[racket-dev] my '312' this semester, how we compare to others

From: Neil Van Dyke (neil at neilvandyke.org)
Date: Thu Apr 21 14:01:25 EDT 2011

Matthias Felleisen wrote at 04/21/2011 01:07 PM:
> -A- I demanded that students deliver their functionality via Unix shell scripts, and so I did so too. My tcsh scripts check the argument number and pass the arguments on to Racket. Firing up one of my clients or servers takes several seconds.
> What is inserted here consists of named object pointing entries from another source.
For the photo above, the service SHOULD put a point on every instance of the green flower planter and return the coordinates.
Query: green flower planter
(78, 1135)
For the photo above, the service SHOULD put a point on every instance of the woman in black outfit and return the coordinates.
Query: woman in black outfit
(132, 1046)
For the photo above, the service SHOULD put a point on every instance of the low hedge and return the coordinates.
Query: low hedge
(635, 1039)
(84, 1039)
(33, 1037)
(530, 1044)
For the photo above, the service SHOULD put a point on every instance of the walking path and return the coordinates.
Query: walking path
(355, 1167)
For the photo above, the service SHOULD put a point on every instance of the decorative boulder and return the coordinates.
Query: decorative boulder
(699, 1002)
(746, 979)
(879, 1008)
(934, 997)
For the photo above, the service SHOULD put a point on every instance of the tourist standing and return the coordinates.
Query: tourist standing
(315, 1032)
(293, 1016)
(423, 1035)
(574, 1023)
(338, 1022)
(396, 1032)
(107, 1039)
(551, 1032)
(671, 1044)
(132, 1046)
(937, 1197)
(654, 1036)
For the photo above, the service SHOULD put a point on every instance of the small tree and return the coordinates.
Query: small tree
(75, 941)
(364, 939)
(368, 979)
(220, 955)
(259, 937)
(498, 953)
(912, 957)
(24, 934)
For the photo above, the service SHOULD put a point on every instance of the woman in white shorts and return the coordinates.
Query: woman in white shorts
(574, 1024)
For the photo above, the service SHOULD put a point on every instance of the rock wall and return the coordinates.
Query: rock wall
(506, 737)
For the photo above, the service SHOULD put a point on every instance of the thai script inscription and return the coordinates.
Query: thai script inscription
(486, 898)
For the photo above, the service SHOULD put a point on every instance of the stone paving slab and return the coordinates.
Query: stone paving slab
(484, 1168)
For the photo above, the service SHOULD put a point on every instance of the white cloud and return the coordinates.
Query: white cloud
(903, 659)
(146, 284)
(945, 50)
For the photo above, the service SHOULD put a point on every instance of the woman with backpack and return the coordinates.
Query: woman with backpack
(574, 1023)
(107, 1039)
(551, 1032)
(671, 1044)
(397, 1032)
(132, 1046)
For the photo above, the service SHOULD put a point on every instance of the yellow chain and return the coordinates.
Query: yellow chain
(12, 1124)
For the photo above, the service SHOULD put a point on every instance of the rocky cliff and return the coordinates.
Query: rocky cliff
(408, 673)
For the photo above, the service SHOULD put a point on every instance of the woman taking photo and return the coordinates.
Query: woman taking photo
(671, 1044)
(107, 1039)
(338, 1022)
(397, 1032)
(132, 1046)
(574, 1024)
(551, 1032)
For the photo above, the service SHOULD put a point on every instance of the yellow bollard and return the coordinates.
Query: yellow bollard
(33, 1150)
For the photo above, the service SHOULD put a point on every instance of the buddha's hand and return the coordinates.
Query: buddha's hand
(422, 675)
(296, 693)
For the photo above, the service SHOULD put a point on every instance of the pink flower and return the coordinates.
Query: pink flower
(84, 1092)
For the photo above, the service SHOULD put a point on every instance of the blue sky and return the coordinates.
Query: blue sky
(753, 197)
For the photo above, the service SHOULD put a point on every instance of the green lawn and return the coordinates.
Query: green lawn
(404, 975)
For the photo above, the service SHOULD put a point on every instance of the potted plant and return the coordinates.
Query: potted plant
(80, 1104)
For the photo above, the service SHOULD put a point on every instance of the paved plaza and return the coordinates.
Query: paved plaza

All other language implementations appear to bring up their servers or clients instantaneously.
>   

I only see slow performance like that from non-GUI Racket when the 
Racket code is not yet compiled, and perhaps when the files that need to 
be read (or ELF loaded) by the OS are not in OS caches.

The "racket" REPL executable startup *did* seem to get a lot slower a 
while ago -- a few seconds -- compared to the old "mzscheme" REPL.  But 
5.1 was less than 1 second to REPL prompt when I tried it just now.

Three shell script tips that shouldn't matter much, but might speed you 
up a little: (1) Consider using "/bin/sh" or "/bin/bash" instead of 
"tcsh", since the old rule is Bourne for scripting, C-shell for 
interactive; (2)  In the "#!" line, use command line options to disable 
shell features that load various system and user rc files, since these 
are slow to read and interpret, and can be huge like completion tables, 
plus in a production app other people's shell rc files can introduce 
instability; (3) After your script does the minimal stuff it has to do 
in shell rather than Racket, use an "exec" to fire off "racket", so that 
everyone can forget sooner that shell ever happened.